# Virgo Demo 1 - Base pipeline

In [1]:
from virgo.data.cluster import VirgoCluster
from virgo.data.cleaner import LowDensityCleaner
from virgo.models.kernel import VirgoSimpleKernel
from virgo.models.mixture import VirgoMixture

%load_ext autoreload
%autoreload 2

%matplotlib notebook

### Data class

VirgoCluster is meant to be the base class for data handling. It stores separately raw data, the rescaled data set and the final cluster and cluster_label arrays.The rescaled data set is created of the scale_data() class method is called. print_datastats() prints a few helper info about the stored datasets.

Virgo can process txt files as well as simulation snaps. The io_mode has to be sed accordingly (default io_mode=0 for txt files.) Optionally, the mach number dimension can be filtered. By default, this is not done, but the default ceiling and floor values are 15 and 1.

In [3]:
snap_id = 790
filebase = f"/home/max/Software/virgo/data/250x_hd/snap_{snap_id}"
virgo_cluster = VirgoCluster(file_name=filebase, io_mode=1, cut_mach_dim=-2)
virgo_cluster.data = virgo_cluster.data[:, :-1]

upper = [9000., 3000., 8000.]
lower = [-3000., -8000., -3000.]
for i in range(1, 4):
    mask = virgo_cluster.data[:, i] <= upper[i-1]
    virgo_cluster.data = virgo_cluster.data[mask]
    mask = virgo_cluster.data[:, i] >= lower[i-1]
    virgo_cluster.data = virgo_cluster.data[mask]
    

virgo_cluster.scale_data()
virgo_cluster.print_datastats()
virgo_cluster.plot_raw_hists(bins=200, plot_range=[[2000., 8000.], [-6000., 1000.], [-3000., 6000.]])

Reading  1335549  particles
Data set 0 - Shape: (736960, 8)
Mean / Std: 82670.940 / 255664.371
Min / Max: -7999.881 / 1335438.000
Data set 1 - Shape: (736960, 7)
Mean / Std: -0.000 / 1.000
Min / Max: -4.890 / 7.813


<IPython.core.display.Javascript object>

### Kernel

Virgo uses a covariance function to create additional feature space dimensions by leveraging correlations in the datasets itself. For the time being this is a very simple LinearKernel. VirgoKernel needs to be instantiated with the corresponding VirgoCluster object and then just called. For VirgoSimple kernel, the new feature dimensions are added to the rescaled data set automatically, as can be seen from the stats output.

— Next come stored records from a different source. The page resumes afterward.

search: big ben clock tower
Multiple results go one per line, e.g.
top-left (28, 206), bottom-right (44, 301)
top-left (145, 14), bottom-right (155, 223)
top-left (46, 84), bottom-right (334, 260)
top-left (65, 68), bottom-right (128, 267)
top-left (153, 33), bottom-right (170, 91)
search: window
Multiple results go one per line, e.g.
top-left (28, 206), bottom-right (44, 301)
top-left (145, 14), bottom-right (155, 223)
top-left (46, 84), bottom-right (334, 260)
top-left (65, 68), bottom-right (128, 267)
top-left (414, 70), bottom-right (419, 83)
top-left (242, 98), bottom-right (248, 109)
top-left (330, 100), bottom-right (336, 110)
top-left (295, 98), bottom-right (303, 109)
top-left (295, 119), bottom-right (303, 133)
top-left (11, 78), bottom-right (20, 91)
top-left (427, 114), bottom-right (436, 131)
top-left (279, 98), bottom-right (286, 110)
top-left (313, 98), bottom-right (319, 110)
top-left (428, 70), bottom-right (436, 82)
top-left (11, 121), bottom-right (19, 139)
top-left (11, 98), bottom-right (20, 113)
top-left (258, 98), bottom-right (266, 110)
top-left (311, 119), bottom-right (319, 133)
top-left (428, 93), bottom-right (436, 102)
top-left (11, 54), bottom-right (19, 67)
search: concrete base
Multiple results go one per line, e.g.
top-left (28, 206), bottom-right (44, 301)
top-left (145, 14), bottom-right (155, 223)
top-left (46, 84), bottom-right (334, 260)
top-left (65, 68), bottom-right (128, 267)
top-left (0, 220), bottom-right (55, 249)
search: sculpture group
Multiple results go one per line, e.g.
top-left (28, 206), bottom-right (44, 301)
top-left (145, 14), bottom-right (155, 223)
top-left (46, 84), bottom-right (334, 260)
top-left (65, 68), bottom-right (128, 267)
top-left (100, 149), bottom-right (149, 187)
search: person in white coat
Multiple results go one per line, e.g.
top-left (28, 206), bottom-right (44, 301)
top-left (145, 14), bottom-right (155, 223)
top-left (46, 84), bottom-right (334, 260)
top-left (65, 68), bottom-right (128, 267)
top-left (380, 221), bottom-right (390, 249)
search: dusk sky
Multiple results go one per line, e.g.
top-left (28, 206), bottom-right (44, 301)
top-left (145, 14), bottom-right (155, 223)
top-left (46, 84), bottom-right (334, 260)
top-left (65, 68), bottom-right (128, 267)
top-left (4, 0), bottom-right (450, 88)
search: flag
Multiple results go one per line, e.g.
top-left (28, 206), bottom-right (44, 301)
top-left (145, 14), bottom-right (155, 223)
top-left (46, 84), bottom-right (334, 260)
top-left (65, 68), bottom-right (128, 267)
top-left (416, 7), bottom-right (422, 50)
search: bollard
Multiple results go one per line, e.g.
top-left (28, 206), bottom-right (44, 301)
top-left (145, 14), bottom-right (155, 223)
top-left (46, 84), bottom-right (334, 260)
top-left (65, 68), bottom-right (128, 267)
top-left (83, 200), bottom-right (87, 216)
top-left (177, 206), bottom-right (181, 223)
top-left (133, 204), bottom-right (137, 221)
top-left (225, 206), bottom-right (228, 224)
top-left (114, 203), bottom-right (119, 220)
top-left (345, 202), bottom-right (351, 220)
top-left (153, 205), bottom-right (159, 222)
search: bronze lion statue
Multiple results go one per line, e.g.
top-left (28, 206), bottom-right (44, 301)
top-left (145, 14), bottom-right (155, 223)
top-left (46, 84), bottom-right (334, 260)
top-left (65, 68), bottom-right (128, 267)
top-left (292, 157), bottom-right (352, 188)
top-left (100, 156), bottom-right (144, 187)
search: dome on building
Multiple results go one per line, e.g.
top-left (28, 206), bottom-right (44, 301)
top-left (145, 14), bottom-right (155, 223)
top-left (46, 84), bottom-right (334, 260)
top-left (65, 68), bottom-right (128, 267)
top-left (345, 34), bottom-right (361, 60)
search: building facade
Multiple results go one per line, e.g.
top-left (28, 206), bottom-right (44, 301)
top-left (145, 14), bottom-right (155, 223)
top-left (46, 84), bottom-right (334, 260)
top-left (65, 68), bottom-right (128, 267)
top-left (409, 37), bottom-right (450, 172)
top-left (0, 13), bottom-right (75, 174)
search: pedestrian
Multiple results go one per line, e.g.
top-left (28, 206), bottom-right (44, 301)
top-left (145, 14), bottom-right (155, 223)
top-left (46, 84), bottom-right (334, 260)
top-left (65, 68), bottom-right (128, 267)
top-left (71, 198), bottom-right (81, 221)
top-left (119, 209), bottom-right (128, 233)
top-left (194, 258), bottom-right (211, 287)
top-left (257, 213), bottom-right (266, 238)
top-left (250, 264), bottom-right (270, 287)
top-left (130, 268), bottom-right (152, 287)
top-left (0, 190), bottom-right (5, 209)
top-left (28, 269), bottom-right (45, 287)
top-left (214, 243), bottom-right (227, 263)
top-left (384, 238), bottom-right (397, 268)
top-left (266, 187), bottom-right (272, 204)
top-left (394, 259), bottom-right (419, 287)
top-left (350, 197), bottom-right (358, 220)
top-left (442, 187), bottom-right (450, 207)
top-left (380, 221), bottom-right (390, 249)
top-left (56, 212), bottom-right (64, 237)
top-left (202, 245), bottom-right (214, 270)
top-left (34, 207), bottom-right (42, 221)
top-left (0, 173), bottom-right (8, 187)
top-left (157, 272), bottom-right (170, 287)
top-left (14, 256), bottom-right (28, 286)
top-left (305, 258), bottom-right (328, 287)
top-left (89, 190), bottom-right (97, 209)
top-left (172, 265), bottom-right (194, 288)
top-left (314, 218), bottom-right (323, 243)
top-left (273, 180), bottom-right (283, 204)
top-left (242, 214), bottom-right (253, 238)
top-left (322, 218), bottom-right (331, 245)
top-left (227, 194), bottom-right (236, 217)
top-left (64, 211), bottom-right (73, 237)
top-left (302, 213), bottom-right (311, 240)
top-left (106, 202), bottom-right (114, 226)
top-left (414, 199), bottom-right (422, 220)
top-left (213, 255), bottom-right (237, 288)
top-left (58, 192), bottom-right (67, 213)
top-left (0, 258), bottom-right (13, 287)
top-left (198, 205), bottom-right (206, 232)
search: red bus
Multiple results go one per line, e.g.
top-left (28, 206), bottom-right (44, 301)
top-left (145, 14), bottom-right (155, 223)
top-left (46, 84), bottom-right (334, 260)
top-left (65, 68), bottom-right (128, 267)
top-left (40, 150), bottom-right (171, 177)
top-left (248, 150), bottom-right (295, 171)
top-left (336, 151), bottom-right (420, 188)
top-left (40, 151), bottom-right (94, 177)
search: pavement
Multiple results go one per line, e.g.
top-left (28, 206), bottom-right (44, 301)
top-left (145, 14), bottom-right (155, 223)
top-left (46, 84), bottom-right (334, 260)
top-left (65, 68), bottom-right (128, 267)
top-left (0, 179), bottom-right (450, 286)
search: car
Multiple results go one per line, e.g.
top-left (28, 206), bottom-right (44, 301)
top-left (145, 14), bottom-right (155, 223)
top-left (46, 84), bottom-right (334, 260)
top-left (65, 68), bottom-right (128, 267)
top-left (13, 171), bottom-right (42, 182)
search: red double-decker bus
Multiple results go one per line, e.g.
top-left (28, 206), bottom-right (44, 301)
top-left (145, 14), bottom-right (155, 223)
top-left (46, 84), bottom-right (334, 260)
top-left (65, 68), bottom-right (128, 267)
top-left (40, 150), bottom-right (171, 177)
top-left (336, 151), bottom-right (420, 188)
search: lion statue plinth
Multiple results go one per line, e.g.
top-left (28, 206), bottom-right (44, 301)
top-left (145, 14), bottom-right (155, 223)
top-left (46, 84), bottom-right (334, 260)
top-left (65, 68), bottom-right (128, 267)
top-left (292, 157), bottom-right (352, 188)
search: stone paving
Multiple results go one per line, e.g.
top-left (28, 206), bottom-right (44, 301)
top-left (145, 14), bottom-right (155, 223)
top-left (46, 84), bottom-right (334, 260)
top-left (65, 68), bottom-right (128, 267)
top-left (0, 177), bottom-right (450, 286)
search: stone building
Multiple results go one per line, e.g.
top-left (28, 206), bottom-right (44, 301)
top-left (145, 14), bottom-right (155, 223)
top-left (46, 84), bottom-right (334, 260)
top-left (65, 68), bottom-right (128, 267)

Currently, only the spatial dimensions are used for the kernel. Dimensions to use can be passed as list.

In [4]:
virgo_kernel = VirgoSimpleKernel(virgo_cluster)
virgo_kernel()
virgo_cluster.print_datastats()

TypeError: calc_kernel_space() takes 2 positional arguments but 3 were given

### Gaussian mixture fit model

We are using a Gaussian mixture model to classify the data. The VirgoMixture class currently has a GaussianMixture model with fixed number of components and a BayesianGaussianMixture model with a Dirichlet process prior to downweight unneeded components. We currently employ the former as default for the time being.

The evidence lower bound is returned as goodness-of-fit measure and the component weights can be called from the model as attribute.

Calling the predict() method without any data as input, automatically sets the labels for the entire dataset in the VirgoCluster. The option to remove labels with a probability below 95% is also there, but not called on default. The threshhold can be changed as an input parameter as well.

In [None]:
virgo_mixture = VirgoMixture(virgo_cluster, n_comp=12)
# virgo_mixture = VirgoMixture(virgo_cluster, n_comp=25, mixture_type="bayesian_gaussian")
elbo = virgo_mixture.fit()

print(f"ELBO: {elbo}")
print(f"Mixture weights {virgo_mixture.model.weights_}")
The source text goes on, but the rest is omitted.